Response : “If confirmed, I commit to finalizing the proposed EB-5 rules according to the process set forth in the Administrative Procedure Act and related DHS and OMB guidance.” [1]

It has been rumored that Cissna is a stickler for Regulations [2]

and by all indications, this view may be justified. Lee Francis Cissna was sworn in as Director of the USCIS on October 5, 2017 and by December 18, 2017, USCIS through the Office of Management and Budget (OMB), released a new EB-5 deadline advancing the “Final Action Date” for regulations dealing with EB-5 investment amounts and TEAs ( RIN 1615-AC07 ) to February 2018 (from April 2018). At the same time, on December 13, 2017, the House Appropriations Committee introduced a Continuing Resolution that would temporarily extend federal funding and maintain current federal operations (currently authorized to December 22) until January 19, 2018. Although the provisions do not mention EB-5 per se, it is highly probable that EB-5 will hitchhike the CR and get another short extension to next year.

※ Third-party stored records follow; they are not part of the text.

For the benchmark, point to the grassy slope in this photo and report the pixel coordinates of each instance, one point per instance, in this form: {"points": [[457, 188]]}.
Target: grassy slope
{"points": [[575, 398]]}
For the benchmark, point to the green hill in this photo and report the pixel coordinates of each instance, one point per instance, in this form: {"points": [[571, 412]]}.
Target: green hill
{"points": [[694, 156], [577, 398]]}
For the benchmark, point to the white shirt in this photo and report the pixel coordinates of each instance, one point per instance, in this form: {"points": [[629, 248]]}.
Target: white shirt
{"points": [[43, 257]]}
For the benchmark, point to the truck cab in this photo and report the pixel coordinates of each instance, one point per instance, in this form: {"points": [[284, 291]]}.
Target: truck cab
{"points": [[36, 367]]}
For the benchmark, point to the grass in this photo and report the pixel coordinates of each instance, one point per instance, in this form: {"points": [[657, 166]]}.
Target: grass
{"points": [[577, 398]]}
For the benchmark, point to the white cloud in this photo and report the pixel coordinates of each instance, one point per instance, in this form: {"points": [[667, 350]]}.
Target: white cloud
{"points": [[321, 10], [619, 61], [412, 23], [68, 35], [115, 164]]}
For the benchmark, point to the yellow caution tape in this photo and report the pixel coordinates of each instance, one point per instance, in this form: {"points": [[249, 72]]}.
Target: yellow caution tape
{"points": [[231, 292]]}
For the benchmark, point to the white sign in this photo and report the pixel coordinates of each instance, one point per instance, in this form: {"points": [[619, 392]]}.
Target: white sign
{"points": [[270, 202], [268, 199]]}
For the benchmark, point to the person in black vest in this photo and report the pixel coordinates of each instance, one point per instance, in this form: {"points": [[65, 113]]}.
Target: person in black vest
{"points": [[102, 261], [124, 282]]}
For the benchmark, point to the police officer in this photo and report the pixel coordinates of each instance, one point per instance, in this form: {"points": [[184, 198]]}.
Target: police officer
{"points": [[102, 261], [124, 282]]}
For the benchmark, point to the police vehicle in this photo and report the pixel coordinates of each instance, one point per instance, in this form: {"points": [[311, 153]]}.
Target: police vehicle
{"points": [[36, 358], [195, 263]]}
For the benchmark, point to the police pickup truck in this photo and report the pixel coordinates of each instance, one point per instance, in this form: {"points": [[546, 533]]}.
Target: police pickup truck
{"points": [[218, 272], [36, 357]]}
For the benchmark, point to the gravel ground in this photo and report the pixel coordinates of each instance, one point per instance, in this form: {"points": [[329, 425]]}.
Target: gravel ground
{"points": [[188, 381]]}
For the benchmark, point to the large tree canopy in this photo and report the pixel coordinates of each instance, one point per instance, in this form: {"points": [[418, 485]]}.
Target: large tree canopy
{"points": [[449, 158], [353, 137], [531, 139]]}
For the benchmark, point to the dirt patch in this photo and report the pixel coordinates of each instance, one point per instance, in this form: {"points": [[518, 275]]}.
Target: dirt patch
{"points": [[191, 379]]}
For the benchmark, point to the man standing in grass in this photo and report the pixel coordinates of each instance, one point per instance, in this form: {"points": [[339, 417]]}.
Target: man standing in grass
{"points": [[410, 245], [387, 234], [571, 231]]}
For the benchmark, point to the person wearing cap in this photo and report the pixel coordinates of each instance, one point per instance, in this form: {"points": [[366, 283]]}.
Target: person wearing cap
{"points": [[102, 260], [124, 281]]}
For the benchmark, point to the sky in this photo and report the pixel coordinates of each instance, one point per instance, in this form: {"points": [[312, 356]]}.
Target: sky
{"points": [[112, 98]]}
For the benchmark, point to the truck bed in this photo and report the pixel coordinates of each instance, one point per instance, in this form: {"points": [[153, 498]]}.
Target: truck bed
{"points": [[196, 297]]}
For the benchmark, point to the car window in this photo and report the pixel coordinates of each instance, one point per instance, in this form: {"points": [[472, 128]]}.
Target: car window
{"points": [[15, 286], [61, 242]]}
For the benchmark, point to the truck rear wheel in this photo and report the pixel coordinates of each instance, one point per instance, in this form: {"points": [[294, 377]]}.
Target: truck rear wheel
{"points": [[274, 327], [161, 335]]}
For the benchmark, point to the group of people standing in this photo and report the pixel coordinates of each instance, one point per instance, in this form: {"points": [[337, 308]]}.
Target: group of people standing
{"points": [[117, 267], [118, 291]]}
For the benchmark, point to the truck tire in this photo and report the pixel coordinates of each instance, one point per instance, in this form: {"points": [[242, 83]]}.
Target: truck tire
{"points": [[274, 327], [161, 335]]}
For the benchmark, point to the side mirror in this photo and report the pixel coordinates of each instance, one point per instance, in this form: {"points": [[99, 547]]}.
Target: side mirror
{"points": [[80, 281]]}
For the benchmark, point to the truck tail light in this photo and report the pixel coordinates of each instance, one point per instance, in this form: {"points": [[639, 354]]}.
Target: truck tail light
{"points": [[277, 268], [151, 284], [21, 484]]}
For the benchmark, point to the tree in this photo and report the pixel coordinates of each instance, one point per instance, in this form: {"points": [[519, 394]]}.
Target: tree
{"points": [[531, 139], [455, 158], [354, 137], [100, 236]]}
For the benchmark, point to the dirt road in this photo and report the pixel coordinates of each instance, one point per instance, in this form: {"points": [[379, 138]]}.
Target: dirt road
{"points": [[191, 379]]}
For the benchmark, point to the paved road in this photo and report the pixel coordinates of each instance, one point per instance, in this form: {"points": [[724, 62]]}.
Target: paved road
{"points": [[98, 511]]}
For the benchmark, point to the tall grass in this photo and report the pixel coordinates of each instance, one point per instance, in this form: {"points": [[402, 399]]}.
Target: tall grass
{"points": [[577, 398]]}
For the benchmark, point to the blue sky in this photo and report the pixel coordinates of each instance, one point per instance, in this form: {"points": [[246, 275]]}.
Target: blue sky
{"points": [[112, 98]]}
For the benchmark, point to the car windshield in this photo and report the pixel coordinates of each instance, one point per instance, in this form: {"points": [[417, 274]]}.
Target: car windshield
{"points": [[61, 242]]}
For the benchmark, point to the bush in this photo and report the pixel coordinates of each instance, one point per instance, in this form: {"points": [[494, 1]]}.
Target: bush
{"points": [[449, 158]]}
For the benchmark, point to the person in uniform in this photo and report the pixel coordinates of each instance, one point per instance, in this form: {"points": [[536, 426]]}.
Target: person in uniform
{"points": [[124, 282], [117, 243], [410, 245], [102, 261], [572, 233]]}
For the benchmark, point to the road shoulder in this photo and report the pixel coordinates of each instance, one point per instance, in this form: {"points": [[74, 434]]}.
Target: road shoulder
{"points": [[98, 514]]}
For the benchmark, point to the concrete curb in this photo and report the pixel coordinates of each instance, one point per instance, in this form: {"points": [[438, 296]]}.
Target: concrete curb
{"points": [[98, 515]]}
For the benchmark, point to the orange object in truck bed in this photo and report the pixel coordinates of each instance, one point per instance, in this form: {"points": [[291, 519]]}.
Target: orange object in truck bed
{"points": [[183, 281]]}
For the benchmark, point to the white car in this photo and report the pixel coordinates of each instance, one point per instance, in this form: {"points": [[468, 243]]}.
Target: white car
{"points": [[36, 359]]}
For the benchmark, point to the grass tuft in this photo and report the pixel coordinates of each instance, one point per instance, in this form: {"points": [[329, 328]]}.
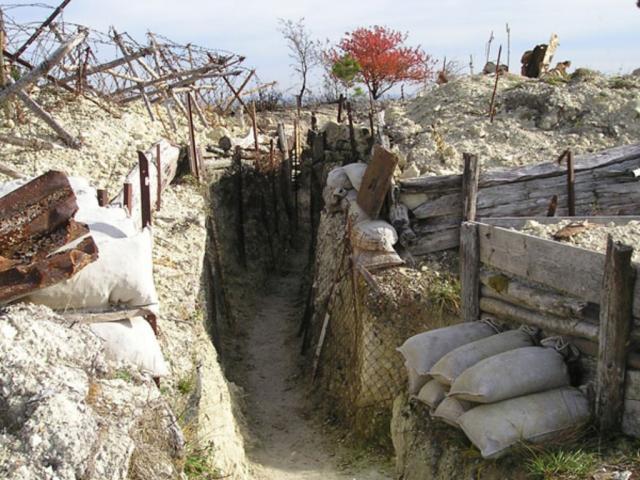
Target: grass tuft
{"points": [[561, 464]]}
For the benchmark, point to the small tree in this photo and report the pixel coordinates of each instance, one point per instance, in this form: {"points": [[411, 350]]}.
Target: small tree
{"points": [[302, 49], [384, 59]]}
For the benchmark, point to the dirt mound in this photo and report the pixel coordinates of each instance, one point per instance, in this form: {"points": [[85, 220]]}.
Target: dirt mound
{"points": [[535, 121]]}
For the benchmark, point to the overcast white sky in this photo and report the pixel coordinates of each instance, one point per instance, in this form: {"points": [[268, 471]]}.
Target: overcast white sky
{"points": [[600, 34]]}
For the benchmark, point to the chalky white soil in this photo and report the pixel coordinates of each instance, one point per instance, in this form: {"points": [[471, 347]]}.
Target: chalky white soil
{"points": [[535, 121], [592, 238]]}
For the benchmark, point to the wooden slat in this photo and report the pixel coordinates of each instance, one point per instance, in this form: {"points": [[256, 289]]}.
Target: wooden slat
{"points": [[547, 262], [519, 222]]}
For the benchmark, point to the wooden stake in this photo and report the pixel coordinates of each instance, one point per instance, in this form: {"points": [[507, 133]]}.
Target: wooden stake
{"points": [[470, 271], [470, 180], [492, 109], [614, 337]]}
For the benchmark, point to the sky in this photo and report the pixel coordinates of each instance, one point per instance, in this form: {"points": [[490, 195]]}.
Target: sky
{"points": [[598, 34]]}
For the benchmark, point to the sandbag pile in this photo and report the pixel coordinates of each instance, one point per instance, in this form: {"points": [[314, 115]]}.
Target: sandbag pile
{"points": [[372, 239], [499, 388], [121, 277]]}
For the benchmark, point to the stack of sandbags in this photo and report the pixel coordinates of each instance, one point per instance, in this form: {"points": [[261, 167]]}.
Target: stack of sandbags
{"points": [[372, 240], [121, 277], [500, 389], [422, 351]]}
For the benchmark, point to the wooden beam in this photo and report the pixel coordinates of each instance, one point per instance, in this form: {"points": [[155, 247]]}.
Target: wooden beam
{"points": [[614, 338], [470, 271]]}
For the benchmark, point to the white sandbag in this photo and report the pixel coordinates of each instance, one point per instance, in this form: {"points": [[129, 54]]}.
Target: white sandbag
{"points": [[338, 179], [416, 381], [449, 367], [122, 275], [422, 351], [450, 410], [432, 393], [132, 341], [512, 374], [374, 235], [86, 195], [355, 172], [534, 418]]}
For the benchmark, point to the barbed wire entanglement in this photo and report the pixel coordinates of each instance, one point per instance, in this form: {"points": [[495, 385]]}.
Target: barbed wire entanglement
{"points": [[118, 68]]}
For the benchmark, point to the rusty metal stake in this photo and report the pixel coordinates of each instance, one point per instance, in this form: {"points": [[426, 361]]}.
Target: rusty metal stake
{"points": [[103, 197], [571, 180], [145, 190], [128, 197], [492, 108], [159, 184]]}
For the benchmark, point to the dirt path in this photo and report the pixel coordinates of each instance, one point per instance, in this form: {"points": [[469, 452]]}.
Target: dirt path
{"points": [[290, 443]]}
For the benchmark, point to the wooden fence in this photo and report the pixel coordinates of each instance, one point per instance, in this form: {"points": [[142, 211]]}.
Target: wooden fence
{"points": [[603, 184], [590, 297]]}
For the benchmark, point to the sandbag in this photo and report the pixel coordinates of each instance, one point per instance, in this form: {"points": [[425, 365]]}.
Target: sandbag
{"points": [[338, 179], [432, 393], [374, 261], [416, 381], [132, 341], [534, 418], [355, 173], [122, 275], [450, 410], [512, 374], [422, 351], [374, 235], [449, 367]]}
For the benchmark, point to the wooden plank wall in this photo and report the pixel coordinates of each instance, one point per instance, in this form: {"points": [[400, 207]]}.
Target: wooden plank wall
{"points": [[604, 185], [558, 287]]}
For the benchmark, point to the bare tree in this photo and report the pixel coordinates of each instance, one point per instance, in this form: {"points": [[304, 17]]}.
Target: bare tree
{"points": [[302, 49]]}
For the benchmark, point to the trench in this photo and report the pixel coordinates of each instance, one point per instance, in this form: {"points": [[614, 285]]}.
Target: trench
{"points": [[258, 268]]}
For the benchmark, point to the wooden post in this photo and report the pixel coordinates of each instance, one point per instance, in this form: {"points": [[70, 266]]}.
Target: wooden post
{"points": [[470, 179], [159, 177], [145, 190], [470, 271], [193, 150], [492, 108], [254, 125], [614, 335], [128, 197], [571, 180], [352, 135], [103, 197], [237, 163]]}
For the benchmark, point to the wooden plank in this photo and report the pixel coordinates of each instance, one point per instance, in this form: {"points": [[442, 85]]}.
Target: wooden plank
{"points": [[543, 261], [470, 271], [615, 329], [559, 325], [511, 290], [376, 181], [436, 242]]}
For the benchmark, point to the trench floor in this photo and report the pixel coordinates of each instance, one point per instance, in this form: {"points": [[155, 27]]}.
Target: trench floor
{"points": [[290, 441]]}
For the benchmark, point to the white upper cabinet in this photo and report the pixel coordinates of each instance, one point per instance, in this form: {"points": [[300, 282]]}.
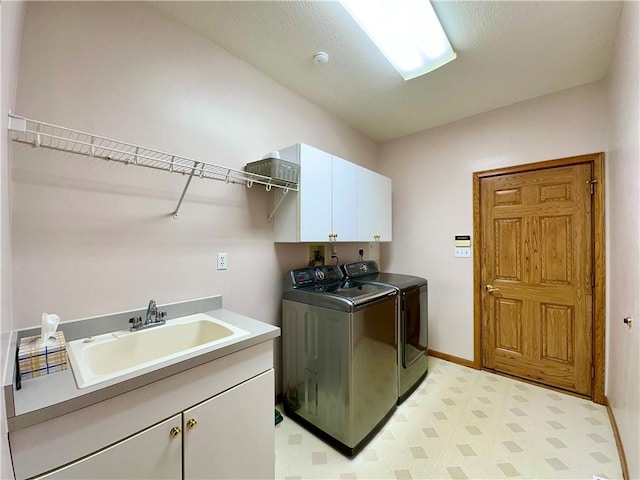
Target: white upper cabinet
{"points": [[324, 209], [373, 206]]}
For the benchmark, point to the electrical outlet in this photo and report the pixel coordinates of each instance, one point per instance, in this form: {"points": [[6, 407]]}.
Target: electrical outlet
{"points": [[222, 261]]}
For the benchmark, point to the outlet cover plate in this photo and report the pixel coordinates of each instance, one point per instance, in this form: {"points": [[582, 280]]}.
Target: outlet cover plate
{"points": [[222, 261]]}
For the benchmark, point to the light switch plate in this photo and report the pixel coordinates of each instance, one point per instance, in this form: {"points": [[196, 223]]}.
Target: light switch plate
{"points": [[462, 252]]}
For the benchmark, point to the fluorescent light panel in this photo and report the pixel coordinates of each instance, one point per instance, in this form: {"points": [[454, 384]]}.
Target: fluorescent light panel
{"points": [[407, 32]]}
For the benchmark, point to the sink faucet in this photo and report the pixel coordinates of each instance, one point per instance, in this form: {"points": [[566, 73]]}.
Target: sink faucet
{"points": [[152, 312], [153, 318]]}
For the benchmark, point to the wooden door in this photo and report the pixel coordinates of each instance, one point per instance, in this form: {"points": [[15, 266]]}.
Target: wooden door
{"points": [[536, 275]]}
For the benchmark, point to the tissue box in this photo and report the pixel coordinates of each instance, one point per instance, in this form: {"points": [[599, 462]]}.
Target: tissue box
{"points": [[35, 360]]}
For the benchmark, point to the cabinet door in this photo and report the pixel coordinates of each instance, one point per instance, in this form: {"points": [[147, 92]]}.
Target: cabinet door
{"points": [[151, 454], [343, 201], [233, 436], [315, 195], [374, 207]]}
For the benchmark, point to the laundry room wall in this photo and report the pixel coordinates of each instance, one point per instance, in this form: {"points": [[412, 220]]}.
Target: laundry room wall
{"points": [[432, 191], [92, 237]]}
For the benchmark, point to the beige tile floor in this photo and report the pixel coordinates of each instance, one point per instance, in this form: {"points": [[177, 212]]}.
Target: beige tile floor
{"points": [[463, 423]]}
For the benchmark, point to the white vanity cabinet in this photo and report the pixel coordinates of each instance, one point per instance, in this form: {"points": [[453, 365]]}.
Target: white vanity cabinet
{"points": [[373, 206], [324, 208], [230, 436], [215, 420], [151, 454], [338, 201]]}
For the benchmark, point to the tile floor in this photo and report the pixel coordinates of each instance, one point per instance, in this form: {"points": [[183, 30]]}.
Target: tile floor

So what will it be? Regulations or Legislation?

Certainly, there is no consensus between the two, the fact that Congressional intent as expressed in draft legislation is so dissimilar from what DHS put in the proposed regulations, advancing the date to February looks like positive intent to really get the EB-5 regulations done before legislation can be passed. In addition, as stated earlier [3]

, Director Cissna is a former Grassley Staffer. During his time at Senator Grassley’s office, Cissna assisted with the American Job Creation and Investment Promotion Reform Act of 2015– a bill that proposed a comprehensive overhaul of the EB-5 program. At the joint USCIS-IPO conference held at Baruch College on November 11, [4]

Angel Bruner of EB-5 Capital, stated that concessions were continually being made to the Judiciary Committee and at each juncture, the goal posts shifted! It’s quite obvious that Senator Grassley would prefer the bureaucratic rigidity of regulations over legislation through compromise.

The Notice of Proposed Rule-making (NPRM) was published January 2017 [5]

. In April 2017, the public responded to the NPRM with persuasive arguments, data and criticism, nearly all commentators argued strongly for the modification of the increase in the investment amounts. It should be noted that USCIS as a federal agency must take these comments into account.

While the regulations relating to investment amounts and TEA designation have been moved forward, the OMB Unified Agenda has pushed back the estimated date for a Notice of Proposed Rulemaking for RIN: 1615-AC11 , the EB-5 rule dealing with regional center designation (relating to the exemplar filing process, continued regional center participation, and regional center termination.)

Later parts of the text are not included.